I have 36 dataframes (divided in two groups H and E; 18 for each). All my dataframes carry a column with multiple words called 'AA'. I would like to remove all the words in H that exists in E and keep only the words unshared between H or E.
Do you have any idea of how I could do it ?
Thank you for your help !
Ok, I tried to simulate your environment. I have a list my_dfs
with 4 data frames, H1
, H2
, E1
, E2
, belonging to two groups, H
and E
, as you can imagine.

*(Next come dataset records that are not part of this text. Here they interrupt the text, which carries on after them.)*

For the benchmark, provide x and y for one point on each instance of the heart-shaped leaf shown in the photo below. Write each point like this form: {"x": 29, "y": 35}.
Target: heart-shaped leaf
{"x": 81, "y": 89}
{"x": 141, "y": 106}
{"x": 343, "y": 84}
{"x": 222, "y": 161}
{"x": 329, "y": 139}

See the R code below.
H1 <- data.frame(Name = c('Marcel', 'Bob', 'John'),
AA = c('Soccer', 'Swimming', 'Baseball'))
H2 <- data.frame(Age = c('20', '41', '22'),
AA = c('something', 'something4', 'something5'))
E1 <- data.frame(Age = c('20', '41', '22'),
AA = c('something', 'something2', 'something3'))
E2 <- data.frame(Age = c('20', '41', '22'),
AA = c('Basketball', 'Voleyball', 'Baseball'))
my_dfs <- list(H1, H2, E1, E2)
There are some words in the column AA
that are common among the 4 data frames and you would like to remove the rows in each data frame that contain a word in AA
that is also in the AA
column of the others.
purrr::map(seq_along(my_dfs),
~ dplyr::anti_join(my_dfs[[.x]],
dplyr::bind_rows(my_dfs[-.x]),
by = 'AA'))
The code above should solve your problem.